Fred Zinnemann, surtout connu pour le western le Train sifflera trois fois, plonge dans les arcanes de la politique anglaise du XVIème siècle et parvient à rendre passionnant ce qui n'aurait pu être qu'une terne et ennuyeuse reconstitution historique, plus axée sur la politique et le bon plaisir d'un roi capricieux et autoritaire. En effet, le film décrit et analyse avec intelligence et mesure le conflit à la fois moral, philosophique et politique qui opposa le roi Henry VIII à l'humaniste Thomas More, en laissant de côté la vie amoureuse tumultueuse du souverain.
Cet événement permet de dresser un intéressant parallèle dans l'Histoire de la monarchie britannique, entre Henri II Plantagenêt et Thomas Becket qui avait été son compagnon de beuverie, et qui une fois devenu archevêque de Canterbury, se retourna contre son roi ; ici, Thomas More fait à peu près la même chose, à la différence qu'il mena une vie pieuse et tranquille.
Le film évoque un fait historique majeur du règne d'Henry VIII, mais ne donne pas dans la fresque ou les scènes d'action et de batailles, c'est une opposition de couloirs et de salons, où l'on sent vivre cette cour des Tudors dans laquelle règnent l'ambition, la jalousie et la frénésie du pouvoir. Thomas More, Cromwell, Wolsey, Norfolk, Cranmer...autant de figures historiques qui en plus de celle du roi, prennent une dimension un peu shakespearienne. Habitués du théâtre de Shakespeare, les acteurs sont tous fabuleux dans leurs actes et leur diction, ils semblent s'être effacés derrière leur grands personnages et nous entraînent au sein de cette cour fastueuse soudain confrontée à des problèmes politiques, moraux et religieux. C'est un plaisir de les voir évoluer dans ces décors naturels de châteaux anglais et ces intérieurs bien reconstitués, on y reconnaîtra au passage John Hurt alors très jeune qui incarne l'ambitieux Richard Rich.

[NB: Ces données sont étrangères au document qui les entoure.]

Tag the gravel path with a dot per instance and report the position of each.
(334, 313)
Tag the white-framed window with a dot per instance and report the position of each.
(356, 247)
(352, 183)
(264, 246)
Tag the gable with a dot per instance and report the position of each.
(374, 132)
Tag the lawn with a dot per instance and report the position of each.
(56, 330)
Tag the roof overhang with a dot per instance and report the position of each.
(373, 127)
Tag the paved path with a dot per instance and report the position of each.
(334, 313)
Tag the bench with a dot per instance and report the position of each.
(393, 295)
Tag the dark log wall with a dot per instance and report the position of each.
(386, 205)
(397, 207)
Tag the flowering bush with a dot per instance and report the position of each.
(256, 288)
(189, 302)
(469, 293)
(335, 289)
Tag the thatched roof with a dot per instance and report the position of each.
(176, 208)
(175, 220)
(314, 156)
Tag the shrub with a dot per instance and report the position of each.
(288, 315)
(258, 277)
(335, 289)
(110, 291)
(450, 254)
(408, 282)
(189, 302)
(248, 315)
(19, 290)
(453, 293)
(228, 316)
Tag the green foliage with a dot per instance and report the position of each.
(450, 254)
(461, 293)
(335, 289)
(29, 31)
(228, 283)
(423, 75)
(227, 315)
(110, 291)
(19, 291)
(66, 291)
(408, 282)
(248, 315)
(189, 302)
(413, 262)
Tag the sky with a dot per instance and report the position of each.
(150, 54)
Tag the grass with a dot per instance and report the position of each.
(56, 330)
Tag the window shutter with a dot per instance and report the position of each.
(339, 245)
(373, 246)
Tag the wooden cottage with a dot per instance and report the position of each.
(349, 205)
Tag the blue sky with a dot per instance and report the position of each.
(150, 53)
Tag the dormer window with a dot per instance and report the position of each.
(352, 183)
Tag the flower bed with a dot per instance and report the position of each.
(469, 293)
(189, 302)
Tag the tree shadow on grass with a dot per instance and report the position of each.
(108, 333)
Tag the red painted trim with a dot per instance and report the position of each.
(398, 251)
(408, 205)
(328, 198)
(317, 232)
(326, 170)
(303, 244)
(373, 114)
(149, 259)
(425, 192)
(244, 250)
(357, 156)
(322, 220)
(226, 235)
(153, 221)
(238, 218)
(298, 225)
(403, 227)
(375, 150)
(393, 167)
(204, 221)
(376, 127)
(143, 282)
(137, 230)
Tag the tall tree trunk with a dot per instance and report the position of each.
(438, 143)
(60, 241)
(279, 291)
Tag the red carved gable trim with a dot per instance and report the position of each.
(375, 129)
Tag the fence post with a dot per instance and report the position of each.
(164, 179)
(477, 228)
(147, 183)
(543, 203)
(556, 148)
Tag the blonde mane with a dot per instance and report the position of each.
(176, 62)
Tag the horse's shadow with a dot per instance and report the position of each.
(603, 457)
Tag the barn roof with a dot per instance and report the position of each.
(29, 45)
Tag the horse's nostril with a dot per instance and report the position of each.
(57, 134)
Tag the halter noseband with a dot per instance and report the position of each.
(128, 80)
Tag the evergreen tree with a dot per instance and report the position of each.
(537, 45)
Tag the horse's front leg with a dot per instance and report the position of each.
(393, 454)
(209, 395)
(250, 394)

Le film, étonnamment financé par la Warner et la Columbia, tourné en Angleterre par un Américain et employant un prestigieux casting presque exclusivement britannique (si l'on excepte Orson Welles dans le rôle de Wolsey), fut le grand triomphateur des Oscars en 1966, en raflant l'Oscar du meilleur film, meilleur acteur (Paul Scofield), meilleur réalisateur, meilleur scénario, meilleure photo, meilleurs costumes. Un beau drame, soigné et ambitieux.